In East Africa, soil nutrient depletion and low yields jeopardise the food security of smallholder farming families and exacerbate poverty. The main reasons for the depletion of soil nutrients are overuse due to population growth, limited land, and increasing uncertainty in agricultural production caused by climate change. This study aims to analyse and optimise nutrient flows and stocks in the homegardens of smallholder banana-coffee-based farming systems in the Kagera region in NW Tanzania. The plant nutrients nitrogen (N), phosphorus (P), and potassium (K) in plant-based biomass and organic farm waste are under investigation. We used data from a farm household survey (150 households) and from focus group discussions with 22 trainers who had been training about 750 farm households in sustainable land management (SLM) at a local farmer field school. In total, we identified six farm household types and calculated a nutrient balance (NB) for the homegardens of each household type. The NB was calculated for the following five management scenarios: S0: business as usual; S1: the use of 80% of the available human urine; S2: the incorporation of 0.5 t yr−1
of the herbaceous legume species Crotalaria grahamiana
into the soil; S3: the production of 5 m3
CaSa-compost (human excreta and biochar) and its application on 600 m2
land; and S4: a combination of S1, S2, and S3. The results show that the NB varies considerably depending on whether farmers have implemented the SLM training, apply nutrient-preserving manure collection and storage methods, and purchase fodder (imported nutrients), or whether they do not collect manure or do not purchase fodder. Trained farm households are more likely to have a positive NB than untrained households because they have already improved the nutrient management of their farms through the successful implementation of SLM practices.
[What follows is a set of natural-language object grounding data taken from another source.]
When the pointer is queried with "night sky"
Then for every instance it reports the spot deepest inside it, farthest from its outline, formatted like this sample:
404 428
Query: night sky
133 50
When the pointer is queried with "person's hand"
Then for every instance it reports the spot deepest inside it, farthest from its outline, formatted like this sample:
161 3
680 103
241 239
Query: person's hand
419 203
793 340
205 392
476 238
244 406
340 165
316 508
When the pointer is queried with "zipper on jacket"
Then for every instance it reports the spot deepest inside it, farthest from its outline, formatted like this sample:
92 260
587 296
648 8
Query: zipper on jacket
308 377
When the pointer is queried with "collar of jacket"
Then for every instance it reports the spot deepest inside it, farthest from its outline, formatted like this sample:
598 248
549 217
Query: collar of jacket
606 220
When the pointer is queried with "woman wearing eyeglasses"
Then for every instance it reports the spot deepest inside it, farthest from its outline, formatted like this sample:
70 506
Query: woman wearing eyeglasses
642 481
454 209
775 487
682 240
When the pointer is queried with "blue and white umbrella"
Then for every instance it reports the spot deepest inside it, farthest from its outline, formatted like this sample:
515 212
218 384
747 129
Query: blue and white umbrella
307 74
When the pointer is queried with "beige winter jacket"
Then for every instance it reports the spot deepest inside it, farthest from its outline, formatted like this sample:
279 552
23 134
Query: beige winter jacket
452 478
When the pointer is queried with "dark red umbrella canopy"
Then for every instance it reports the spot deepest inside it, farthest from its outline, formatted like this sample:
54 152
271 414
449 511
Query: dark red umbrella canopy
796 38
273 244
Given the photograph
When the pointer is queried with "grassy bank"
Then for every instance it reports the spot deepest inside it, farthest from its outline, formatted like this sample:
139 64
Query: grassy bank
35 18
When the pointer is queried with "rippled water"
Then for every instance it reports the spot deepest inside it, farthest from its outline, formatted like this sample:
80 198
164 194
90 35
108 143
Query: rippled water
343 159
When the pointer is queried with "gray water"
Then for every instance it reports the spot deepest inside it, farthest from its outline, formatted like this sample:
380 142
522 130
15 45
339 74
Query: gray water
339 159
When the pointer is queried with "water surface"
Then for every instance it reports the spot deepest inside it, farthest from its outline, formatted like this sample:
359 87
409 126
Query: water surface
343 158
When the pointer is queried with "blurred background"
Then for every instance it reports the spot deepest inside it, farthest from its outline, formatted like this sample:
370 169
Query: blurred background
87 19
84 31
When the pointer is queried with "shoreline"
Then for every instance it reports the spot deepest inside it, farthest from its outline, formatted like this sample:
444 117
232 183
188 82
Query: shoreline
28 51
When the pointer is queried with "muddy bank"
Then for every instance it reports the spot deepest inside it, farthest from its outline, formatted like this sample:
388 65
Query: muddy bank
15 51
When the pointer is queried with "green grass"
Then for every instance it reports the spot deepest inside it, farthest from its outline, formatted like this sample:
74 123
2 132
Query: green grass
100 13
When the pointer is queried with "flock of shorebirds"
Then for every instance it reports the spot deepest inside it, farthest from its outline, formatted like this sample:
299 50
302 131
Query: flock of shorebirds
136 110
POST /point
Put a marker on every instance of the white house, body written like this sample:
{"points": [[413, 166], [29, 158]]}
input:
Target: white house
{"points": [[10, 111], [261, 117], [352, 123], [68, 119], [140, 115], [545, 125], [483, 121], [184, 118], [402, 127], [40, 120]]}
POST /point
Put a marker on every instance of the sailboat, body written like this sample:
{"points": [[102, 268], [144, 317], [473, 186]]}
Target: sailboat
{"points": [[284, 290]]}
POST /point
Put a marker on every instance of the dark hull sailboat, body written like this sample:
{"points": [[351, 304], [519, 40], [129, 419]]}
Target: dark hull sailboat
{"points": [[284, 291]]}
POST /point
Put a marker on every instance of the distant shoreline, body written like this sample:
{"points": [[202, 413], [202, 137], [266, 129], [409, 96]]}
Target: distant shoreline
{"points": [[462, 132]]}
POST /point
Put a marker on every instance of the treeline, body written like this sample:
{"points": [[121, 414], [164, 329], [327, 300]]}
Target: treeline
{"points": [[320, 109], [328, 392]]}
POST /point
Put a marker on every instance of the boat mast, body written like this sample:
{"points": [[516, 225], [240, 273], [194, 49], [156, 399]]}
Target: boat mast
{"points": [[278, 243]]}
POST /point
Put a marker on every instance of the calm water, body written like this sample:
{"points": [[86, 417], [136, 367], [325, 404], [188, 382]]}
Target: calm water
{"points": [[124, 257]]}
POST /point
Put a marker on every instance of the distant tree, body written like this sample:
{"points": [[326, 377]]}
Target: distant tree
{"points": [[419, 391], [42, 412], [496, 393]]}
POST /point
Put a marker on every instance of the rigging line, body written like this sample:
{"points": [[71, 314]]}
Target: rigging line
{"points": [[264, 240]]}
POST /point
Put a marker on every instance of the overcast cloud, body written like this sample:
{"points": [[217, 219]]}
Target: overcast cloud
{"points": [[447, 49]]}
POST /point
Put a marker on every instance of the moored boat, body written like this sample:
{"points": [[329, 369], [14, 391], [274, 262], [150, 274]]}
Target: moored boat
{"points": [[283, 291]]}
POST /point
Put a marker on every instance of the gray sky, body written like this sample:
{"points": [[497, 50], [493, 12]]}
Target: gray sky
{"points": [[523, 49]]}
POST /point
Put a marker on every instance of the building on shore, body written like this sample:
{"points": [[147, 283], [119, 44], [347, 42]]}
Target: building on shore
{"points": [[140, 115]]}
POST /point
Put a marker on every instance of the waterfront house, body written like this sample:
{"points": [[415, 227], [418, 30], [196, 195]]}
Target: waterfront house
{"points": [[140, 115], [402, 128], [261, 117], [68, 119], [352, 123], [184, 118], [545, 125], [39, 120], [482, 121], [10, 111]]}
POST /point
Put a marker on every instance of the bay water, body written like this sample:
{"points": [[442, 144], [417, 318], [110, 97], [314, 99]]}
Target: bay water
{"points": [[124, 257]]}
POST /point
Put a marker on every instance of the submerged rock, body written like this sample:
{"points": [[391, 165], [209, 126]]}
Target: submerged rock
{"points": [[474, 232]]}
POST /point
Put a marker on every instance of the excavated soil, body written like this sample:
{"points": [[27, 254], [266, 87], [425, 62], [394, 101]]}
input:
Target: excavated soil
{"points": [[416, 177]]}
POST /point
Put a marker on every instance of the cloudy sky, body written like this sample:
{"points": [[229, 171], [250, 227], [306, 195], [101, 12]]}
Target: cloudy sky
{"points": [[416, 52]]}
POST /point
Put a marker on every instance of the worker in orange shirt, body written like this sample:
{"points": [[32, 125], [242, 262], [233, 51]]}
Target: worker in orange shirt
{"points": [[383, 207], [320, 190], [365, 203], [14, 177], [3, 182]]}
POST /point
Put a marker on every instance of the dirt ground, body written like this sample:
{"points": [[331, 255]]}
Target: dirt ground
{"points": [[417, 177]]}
Untrained households would improve the NB in their homegardens under all management scenarios. However, the NB depends on labour-intensive manure collection and compost production, labour shortages, prolonged dry seasons, and socio-economic imbalances. As long as these constraints remain, nutrient deficiencies will not be overcome with mineral fertilisers alone, because soils have to be further enriched with organic matter first. In this paper, we also emphasise the importance of the system boundary, because only a complete NB can give an estimate of actual nutrient removal and the resulting nutrient demand (including removals by fodder and trees). Further improvements in the SLM training may be achieved by (i) measuring the current nutrient status of soils, (ii) analysing the need for the coexistence of free-range livestock on the grassland and zero-grazing in trained households, and (iii) conducting an in-depth analysis of the socio-economic differences between successful and unsuccessful households. In conclusion, if smallholder farmers were to integrate further improved SLM training and optimised nutrient management (S1 to S4), we assume that the NB would turn positive. Last but not least, the SLM training by the farmer field school may serve as a best-practice example for training and policy recommendations made by government institutions.